Leseprobe zu Jamal Mahjoub: Die Stunde der Zeichen, Teil 2

Im Bug der Ismailia hielt Abu Saud Ausschau nach Zeichen von der Insel. Er dachte an das letzte Mal, als er hier vor Anker gegangen war. Aus der Ferne ertönte klagend der einsame Schrei eines Sittichs.

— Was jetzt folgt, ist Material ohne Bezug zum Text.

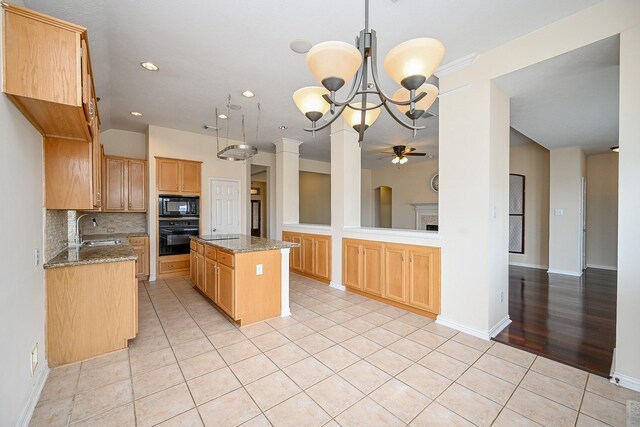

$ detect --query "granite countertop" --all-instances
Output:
[43,241,138,268]
[191,234,300,254]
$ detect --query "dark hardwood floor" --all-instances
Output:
[494,266,617,377]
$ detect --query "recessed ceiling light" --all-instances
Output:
[140,61,160,71]
[289,39,311,53]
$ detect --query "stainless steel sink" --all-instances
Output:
[82,239,122,247]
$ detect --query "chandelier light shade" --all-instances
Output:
[307,42,362,91]
[343,103,380,132]
[293,0,444,142]
[293,86,330,121]
[384,38,444,90]
[393,83,438,118]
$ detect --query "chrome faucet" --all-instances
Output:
[76,214,98,248]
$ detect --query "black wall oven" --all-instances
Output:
[158,218,200,256]
[158,195,200,218]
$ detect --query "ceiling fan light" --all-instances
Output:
[307,41,362,90]
[342,102,380,128]
[393,83,438,113]
[293,86,330,121]
[384,37,444,89]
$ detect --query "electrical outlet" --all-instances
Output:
[31,343,38,376]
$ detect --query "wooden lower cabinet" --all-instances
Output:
[342,239,440,317]
[129,236,149,280]
[282,231,331,283]
[45,261,138,368]
[191,240,282,326]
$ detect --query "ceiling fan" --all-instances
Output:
[381,145,427,165]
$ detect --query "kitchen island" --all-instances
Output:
[190,234,298,326]
[44,240,138,367]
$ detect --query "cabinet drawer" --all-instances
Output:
[129,237,146,246]
[218,251,233,267]
[158,259,190,274]
[204,246,216,261]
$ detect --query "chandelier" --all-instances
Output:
[293,0,444,142]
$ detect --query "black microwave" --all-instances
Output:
[158,195,200,218]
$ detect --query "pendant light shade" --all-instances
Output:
[384,37,444,89]
[343,102,380,131]
[393,83,438,114]
[307,41,362,90]
[293,86,330,121]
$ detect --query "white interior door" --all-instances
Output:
[210,179,240,234]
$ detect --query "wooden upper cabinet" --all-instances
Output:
[181,161,201,193]
[128,159,147,212]
[2,3,97,141]
[104,156,147,212]
[156,157,202,194]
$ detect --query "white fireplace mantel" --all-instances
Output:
[411,203,438,230]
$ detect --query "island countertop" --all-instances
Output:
[43,242,138,268]
[191,234,300,254]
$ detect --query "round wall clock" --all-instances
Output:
[429,172,440,193]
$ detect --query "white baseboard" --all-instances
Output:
[329,282,347,291]
[509,261,549,270]
[436,315,511,341]
[547,268,582,277]
[17,360,49,427]
[587,264,618,271]
[611,372,640,391]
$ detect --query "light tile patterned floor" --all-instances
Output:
[31,274,640,427]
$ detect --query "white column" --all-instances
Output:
[438,80,509,339]
[273,138,302,239]
[280,248,291,317]
[331,119,361,289]
[613,25,640,391]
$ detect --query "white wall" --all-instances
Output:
[614,21,640,391]
[0,3,48,426]
[587,152,618,270]
[100,129,147,159]
[549,147,587,276]
[147,126,250,279]
[509,139,549,269]
[370,158,438,230]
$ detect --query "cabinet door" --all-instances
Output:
[217,263,235,318]
[189,249,198,285]
[127,160,147,212]
[291,234,302,271]
[180,161,201,193]
[362,241,383,295]
[156,159,180,193]
[204,258,216,302]
[342,239,362,289]
[384,245,407,302]
[104,157,126,211]
[302,234,315,274]
[408,248,440,313]
[313,236,331,280]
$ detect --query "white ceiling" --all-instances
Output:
[24,0,600,167]
[496,35,620,154]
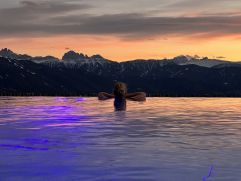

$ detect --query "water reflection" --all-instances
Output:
[0,97,241,181]
[114,98,126,111]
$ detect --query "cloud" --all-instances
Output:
[0,1,241,39]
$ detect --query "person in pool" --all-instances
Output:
[98,82,146,110]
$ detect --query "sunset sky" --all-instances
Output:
[0,0,241,61]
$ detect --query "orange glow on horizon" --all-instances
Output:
[0,35,241,61]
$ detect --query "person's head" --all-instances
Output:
[114,82,127,98]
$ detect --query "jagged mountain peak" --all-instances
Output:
[62,50,87,61]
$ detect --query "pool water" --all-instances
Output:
[0,97,241,181]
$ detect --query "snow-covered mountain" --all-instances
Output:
[0,48,59,64]
[0,48,241,70]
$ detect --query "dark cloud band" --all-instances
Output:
[0,1,241,39]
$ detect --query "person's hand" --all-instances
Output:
[98,92,113,101]
[127,92,146,102]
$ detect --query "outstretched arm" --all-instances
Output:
[126,92,146,101]
[98,92,115,101]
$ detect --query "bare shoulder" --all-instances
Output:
[126,92,146,101]
[98,92,114,101]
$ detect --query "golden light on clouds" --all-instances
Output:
[0,35,241,61]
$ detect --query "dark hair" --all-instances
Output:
[114,82,127,98]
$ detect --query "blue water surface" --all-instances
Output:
[0,97,241,181]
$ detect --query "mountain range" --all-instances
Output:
[0,48,241,97]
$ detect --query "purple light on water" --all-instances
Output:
[203,165,213,181]
[0,144,49,151]
[75,97,85,102]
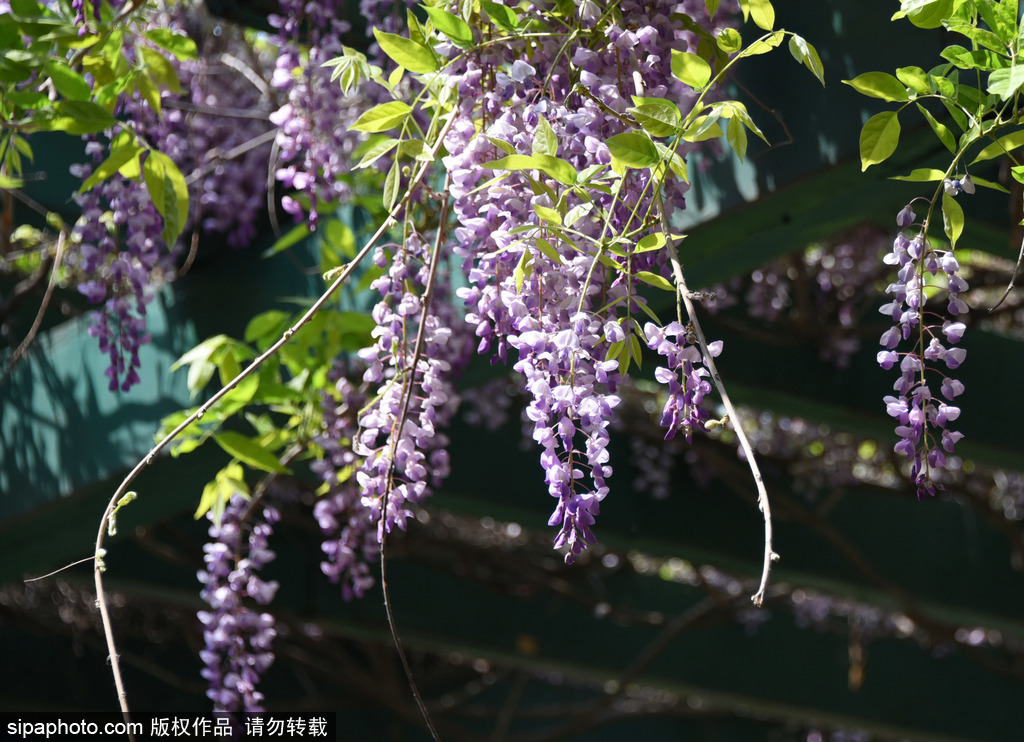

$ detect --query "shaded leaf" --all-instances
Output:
[860,111,900,172]
[213,431,291,474]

     Vor fünf Tagen erst hatte er genau den gleichen Ausblick vor Augen gehabt. Bei dieser Gelegenheit hatte er lediglich eine Handvoll Männer zu seinem Schutz dabeigehabt. In vorschriftsmäßiger Marschordnung bahnten sie sich ihren Weg durch die Insel, unternahmen keinen Versuch, sich zu verbergen. Als sie den Pfad entlangmarschierten, der vom Flussufer hinüber zu der kleinen Ansammlung von Hütten führte, stellten sie überrascht fest, dass die Bauern, die auf den Feldern arbeiteten, mitten in der Luft den Schwung ihrer Hacken unterbrachen und zu ihnen herübersahen und dann, ohne ein Wort zu sagen, zu dritt oder zu viert von den Feldern herbeikamen und sich ihnen anschlossen. Einer der Soldaten machte ihn darauf aufmerksam.
     »Lassen Sie sie einfach links liegen«, erwiderte Saud. »Das sind nur neugierige Ziegen. Die wollen bloß wissen, was vor sich geht, das ist alles.«
     Irgendwie gelangte die Nachricht von ihrer Ankunft vor ihnen an, sodass sie bereits erwartet wurden, als sie das Dorf erreichten. Um eine kleine Strohhütte herum, vor der ein niedriges, grob gearbeitetes angareeb stand, hatte sich eine Menschenmenge versammelt. Ein Mann saß auf dem Seilbett und erhob sich, als sie sich näherten. Er sah ganz gewöhnlich aus, war vielleicht ein wenig größer als der Durchschnitt, doch das war schlecht einzuschätzen, weil er ein wenig vornübergebeugt stand. Er hatte ein angenehmes, klares Gesicht, dessen Harmonie nur von einem großen, dunklen Muttermal auf der rechten Wange gestört wurde. Er schien die ganze Zeit zu lächeln und entblößte dabei eine auffällige Lücke zwischen den oberen Schneidezähnen. Je mehr Zeit verstrich, desto ärgerlicher fand Saud dieses Lächeln.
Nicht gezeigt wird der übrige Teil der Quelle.